The welding wire used in this experiment was a 308 series stainless wire, and the composition of the wire is shown in Table 1.
Shown in Table 2 shows the welding conditions. The base material is SU
A plate thickness of 16 mm is used in S304, and the groove shape is shown in FIG.

[0015]

[Table 1]

[0016]

[Table 2]

The results are shown in Table 3. The heating temperature in the table is the maximum heating temperature due to the heat of the trailing electrode, and a thermocouple was attached 1.5 mm below the groove bottom surface for measurement. As a result, the invention A1 was the case where the heating temperature in the first pass was close to the lower limit value of the invention, the absorbed energy was improved, and the corrosion resistance was good. Inventive Example A2 was the case where the heating temperature in the first pass was close to the upper limit of the present invention, and the absorbed energy was also improved and the corrosion resistance was good.

[0018]

[Table 3]

Comparative example B1 is ordinary single electrode welding, and the absorbed energy is about 80J. However, the corrosion resistance was good. Comparative Example B2 is the case where the heating temperature in the first pass is below the lower limit of the present invention, the absorbed energy is not improved so much, and the corrosion resistance is deteriorated. In Comparative Example B3, the heating temperature in the first pass was higher than the maximum upper limit value of the present invention, and although the absorption energy was not improved, the corrosion resistance was good.

[0020]

EFFECTS OF THE INVENTION According to the present invention, a simple solution heat treatment is performed on a welded portion of austenitic stainless steel,
It is possible to improve low temperature toughness while ensuring corrosion resistance.

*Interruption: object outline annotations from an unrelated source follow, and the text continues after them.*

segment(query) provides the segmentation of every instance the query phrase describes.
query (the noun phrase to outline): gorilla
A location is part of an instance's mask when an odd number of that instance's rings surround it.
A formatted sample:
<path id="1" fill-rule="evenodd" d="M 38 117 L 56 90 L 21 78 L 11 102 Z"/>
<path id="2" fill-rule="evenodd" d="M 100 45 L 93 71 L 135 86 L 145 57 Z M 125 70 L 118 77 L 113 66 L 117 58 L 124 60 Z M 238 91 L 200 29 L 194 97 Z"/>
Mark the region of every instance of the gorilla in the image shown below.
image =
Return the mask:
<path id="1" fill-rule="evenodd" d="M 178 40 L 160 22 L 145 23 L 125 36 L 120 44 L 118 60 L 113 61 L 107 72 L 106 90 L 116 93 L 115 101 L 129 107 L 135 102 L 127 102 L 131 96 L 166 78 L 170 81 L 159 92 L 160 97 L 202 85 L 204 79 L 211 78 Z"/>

[Brief description of drawings]

FIG. 1 is a graph showing the heating state of the first pass when welding with two electrodes according to the present invention.

FIG. 2 is a graph showing the heating situation when welding with a single electrode.

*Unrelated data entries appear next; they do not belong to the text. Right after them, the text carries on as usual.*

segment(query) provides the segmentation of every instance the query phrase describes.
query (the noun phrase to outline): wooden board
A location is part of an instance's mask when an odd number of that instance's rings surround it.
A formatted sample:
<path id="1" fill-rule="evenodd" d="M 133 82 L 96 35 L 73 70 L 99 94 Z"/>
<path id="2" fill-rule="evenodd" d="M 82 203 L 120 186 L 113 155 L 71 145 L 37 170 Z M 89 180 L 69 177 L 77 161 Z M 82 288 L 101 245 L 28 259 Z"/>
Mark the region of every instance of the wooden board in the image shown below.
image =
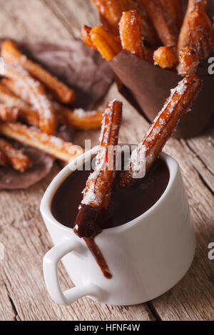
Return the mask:
<path id="1" fill-rule="evenodd" d="M 0 0 L 1 36 L 29 41 L 57 41 L 78 38 L 83 24 L 93 25 L 98 14 L 90 1 Z M 101 105 L 112 98 L 123 102 L 120 141 L 137 143 L 148 124 L 113 85 Z M 98 142 L 98 132 L 78 132 L 74 142 Z M 148 304 L 109 306 L 84 298 L 72 306 L 59 306 L 47 294 L 42 274 L 42 257 L 52 246 L 39 213 L 42 195 L 54 176 L 25 191 L 0 193 L 0 242 L 5 257 L 0 260 L 1 320 L 211 320 L 214 319 L 214 261 L 208 245 L 214 242 L 213 127 L 190 140 L 172 139 L 165 151 L 179 163 L 191 207 L 198 245 L 188 274 L 173 289 Z M 60 267 L 63 288 L 72 284 Z"/>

FIG. 3 is a diagram showing a groove shape in an example.

Claims (1)

[Claims] 1. In the two-electrode gas shielded arc welding method for austenitic stainless steel, the welding bead formed by the leading electrode is heated to 900 to 12 by the heat generated by the trailing electrode.
A two-electrode gas shield arc welding method for austenitic stainless steel, which comprises heating to 00 ° C. and holding for 0.5 to 3 seconds to perform austenite transformation.